Raina is stereotyped as a storyteller of the Kashmir cause. This is reinforced — and refuted — in Kafan-Kafan Chor, which was staged as part of Three Arts Club’s annual theatre production in Delhi on November 11 and 12. Two short stories, Munshi Premchand’s Kafan and Kashmiri writer Amin Kamil’s Kafan Chor, are presented alternately as episodes through which the shroud runs as a common theme.
In the latter, Raina is politically eloquent against conflict in the Valley, using metaphors such as army helmets and weeping mothers to drive a story in which a man’s shroud is stolen from his grave. The crisis in Kafan is symbolised by a brazier on which an impoverished father and son, played strongly by Durgesh Kumar and Vipan Kumar, are roasting potatoes. Set in the Hindi heartland, the duo chats, even jokes, as the latter’s wife screams in pain, unseen, from the wings. When the shrieks subside, the men seeks out money to buy a shroud though it seems unfair to them that the woman “who never had rags in life demands a shroud in death”.
“Across the world, we are playing a game of shrouds. If you look at the map, it happened in Sri Lanka; it is still happening in India, Bangladesh, Nepal, Pakistan, Iran, Iraq, Egypt, Syria, and Afghanistan. Who is doing it? I am not going into their politics, but there is this reality that people are getting killed helplessly.” The final scene of Kafan-Kafan Chor is Raina’s salute to Bertolt Brecht’s anti-war classic, Mother Courage, and features flags of nations such as India, Pakistan and the US.
Raina’s family came away from Kashmir in February 1990. He mentions it, then waves his hand to dismiss the experience, “because if you look at the world, you are one of the tragedies”. One memory seems to have encroached upon his new production —when Raina’s mother died, the family didn’t have a shroud as Srinagar was sealed that day. “It was Republic Day and a Friday. I went to the machine guns and said, ‘Listen, I have to go to a temple, where I can get a shroud,’” he says.
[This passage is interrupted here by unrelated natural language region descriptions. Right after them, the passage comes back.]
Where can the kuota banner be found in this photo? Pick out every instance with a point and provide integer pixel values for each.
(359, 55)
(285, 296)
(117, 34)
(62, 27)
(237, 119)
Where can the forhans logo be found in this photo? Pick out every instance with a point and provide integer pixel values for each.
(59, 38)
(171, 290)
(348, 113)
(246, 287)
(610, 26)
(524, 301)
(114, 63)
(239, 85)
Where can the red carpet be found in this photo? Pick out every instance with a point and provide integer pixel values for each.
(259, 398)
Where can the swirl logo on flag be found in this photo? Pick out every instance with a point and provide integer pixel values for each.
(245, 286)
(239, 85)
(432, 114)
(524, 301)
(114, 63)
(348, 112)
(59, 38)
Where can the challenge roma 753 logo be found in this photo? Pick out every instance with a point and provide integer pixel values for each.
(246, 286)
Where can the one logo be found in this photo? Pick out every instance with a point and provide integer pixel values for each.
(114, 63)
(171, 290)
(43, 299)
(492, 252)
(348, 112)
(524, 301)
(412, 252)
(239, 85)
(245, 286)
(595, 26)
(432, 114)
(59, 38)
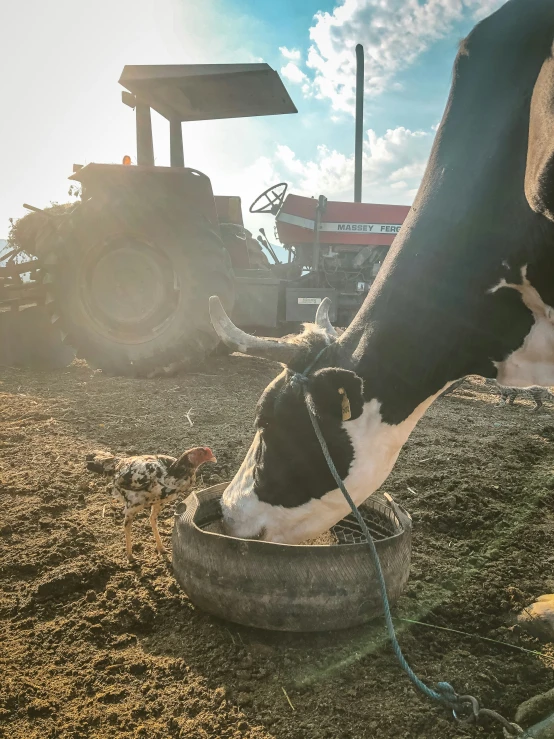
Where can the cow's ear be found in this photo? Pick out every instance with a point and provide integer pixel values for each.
(539, 172)
(338, 392)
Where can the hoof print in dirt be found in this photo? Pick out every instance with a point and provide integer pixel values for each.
(536, 715)
(538, 618)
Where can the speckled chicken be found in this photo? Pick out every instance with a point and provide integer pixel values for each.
(149, 481)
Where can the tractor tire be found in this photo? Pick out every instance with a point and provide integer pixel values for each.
(135, 301)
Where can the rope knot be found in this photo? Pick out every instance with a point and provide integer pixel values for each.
(299, 379)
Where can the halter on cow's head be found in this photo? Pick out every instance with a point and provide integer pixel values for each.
(467, 288)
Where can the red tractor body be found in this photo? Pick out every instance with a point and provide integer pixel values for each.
(344, 224)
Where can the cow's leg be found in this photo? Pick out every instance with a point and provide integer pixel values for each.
(154, 523)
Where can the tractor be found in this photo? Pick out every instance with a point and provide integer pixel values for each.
(125, 273)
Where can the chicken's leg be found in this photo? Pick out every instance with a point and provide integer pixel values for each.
(154, 523)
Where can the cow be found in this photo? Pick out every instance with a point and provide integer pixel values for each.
(467, 288)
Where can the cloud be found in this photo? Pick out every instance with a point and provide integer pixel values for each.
(394, 33)
(293, 73)
(292, 54)
(393, 165)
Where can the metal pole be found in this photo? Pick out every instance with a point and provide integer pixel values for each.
(176, 155)
(145, 145)
(358, 147)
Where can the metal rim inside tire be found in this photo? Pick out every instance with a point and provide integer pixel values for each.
(129, 288)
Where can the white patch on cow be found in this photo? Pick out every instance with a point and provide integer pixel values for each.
(376, 448)
(533, 362)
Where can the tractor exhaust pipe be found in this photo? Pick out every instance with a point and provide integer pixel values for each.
(358, 147)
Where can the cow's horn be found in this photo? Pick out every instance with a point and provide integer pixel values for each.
(239, 341)
(322, 317)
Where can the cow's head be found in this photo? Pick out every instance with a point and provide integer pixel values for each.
(282, 483)
(284, 490)
(467, 288)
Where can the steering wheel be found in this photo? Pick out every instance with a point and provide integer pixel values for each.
(271, 199)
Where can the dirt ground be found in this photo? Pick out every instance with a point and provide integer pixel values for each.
(93, 647)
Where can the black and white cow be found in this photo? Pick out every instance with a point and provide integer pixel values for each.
(467, 288)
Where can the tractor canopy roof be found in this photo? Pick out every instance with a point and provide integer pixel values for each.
(203, 92)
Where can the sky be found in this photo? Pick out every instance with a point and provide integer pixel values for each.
(62, 102)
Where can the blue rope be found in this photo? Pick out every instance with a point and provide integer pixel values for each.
(445, 693)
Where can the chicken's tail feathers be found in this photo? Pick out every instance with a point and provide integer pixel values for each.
(102, 463)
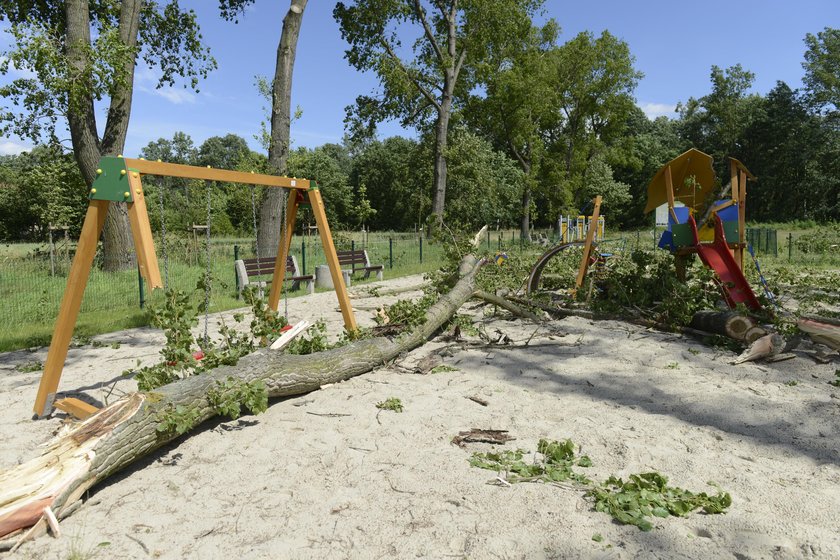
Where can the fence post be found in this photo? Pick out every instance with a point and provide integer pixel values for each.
(236, 276)
(140, 288)
(303, 257)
Machine guns is his euphemism for the men who wield these.
Raina was born and raised in Srinagar, where the principal of the Hindu High School, the progressive literary figure Dina Nath Nadim, pushed him into school plays, “perhaps because I was learning classical music”. Amateur groups picked him up for a play or two every year and, by the time he reached college, the state sponsored him to attend the National School of Drama (NSD) in Delhi, where Ebrahim Alkazi was the director. “We were 18 students and only eight completed the course. It was very tough at that time. We had Japanese drama, Sanskrit drama, Asian drama and a lot more in the vast syllabus,” he says. These were also the forms he explored after graduating from NSD and, famously, was banned by the Punjab government for staging The Caucasian Chalk Circle of Brecht during the Emergency. “It was a story in which the hero is away on duty and the girl finds a child to look after. Somebody told Giani Zail Singh, then chief minister of Punjab, that it was against the government,” he says.
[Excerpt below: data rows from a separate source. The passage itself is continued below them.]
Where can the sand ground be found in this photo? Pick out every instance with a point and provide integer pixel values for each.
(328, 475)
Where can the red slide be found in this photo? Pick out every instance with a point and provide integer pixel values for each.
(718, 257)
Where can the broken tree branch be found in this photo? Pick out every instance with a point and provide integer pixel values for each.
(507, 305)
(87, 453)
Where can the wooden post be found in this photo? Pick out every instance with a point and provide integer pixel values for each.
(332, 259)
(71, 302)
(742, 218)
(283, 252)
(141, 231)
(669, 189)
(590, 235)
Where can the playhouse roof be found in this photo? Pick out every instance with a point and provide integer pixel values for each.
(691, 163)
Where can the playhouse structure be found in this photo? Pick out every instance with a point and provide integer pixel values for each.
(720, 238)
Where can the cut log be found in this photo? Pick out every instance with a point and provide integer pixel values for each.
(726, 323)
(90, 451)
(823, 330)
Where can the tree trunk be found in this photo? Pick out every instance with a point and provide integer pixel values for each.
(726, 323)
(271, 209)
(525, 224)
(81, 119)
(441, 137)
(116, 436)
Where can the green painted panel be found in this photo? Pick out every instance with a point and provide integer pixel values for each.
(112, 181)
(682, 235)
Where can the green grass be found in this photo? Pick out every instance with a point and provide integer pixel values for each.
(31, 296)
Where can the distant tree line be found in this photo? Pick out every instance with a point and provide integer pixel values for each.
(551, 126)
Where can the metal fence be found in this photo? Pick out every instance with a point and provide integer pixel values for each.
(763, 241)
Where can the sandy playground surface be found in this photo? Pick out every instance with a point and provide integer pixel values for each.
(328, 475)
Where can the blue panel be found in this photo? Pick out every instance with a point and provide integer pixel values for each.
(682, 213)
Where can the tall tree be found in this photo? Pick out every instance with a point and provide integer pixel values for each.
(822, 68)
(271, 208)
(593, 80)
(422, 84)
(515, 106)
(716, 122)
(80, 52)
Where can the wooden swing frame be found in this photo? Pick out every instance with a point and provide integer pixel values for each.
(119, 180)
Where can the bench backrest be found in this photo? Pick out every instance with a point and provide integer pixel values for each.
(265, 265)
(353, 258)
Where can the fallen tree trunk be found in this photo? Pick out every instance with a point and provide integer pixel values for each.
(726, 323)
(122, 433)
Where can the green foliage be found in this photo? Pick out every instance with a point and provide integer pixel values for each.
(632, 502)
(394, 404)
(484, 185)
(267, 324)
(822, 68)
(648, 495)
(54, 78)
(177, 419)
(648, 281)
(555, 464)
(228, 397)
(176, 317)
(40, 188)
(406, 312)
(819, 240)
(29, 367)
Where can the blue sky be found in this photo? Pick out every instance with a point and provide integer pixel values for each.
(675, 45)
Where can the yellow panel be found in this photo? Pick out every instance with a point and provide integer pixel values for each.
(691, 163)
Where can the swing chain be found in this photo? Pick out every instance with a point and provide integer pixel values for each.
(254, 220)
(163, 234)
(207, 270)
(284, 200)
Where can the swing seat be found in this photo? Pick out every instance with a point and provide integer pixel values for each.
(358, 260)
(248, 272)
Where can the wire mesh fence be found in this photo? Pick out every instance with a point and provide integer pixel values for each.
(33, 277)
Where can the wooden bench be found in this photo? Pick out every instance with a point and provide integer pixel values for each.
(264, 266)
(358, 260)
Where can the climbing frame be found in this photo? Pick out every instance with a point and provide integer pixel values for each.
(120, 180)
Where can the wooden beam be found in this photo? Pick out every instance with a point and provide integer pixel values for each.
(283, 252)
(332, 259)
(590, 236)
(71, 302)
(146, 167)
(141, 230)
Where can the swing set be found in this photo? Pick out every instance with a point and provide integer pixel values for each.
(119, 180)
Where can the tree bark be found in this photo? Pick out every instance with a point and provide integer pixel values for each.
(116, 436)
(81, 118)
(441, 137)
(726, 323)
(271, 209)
Raina kept returning to Kashmir. His first theatre workshops were “done quietly” and people came by word of mouth. In 1995, he did “two devastating summer workshops” with children of Kashmiri Pandits and Muslim families, who had seen their parents being shot. In 2012, Raina directed King Lear with a group of traditional wandering performers of Kashmir – bhaand – titled Badshah Pather. It was the first such performance after the last major bhaand show in the Valley where militants had decreed acting to be un-Islamic. “Today, the young boys have taken the initiative and are doing bhaand performances. The ball is with them, I am out,” says Raina.
In Kafan-Kafan Chor, the stage is minimalistic — an angeethi on one side and, on the other, three bamboos draped with white shrouds. With the blue lights, they recall the stark landscape of a sieged Kashmir and become larger metaphors of their own. “For a practical theatre person that I am, it is a design that will help me travel,” says Raina.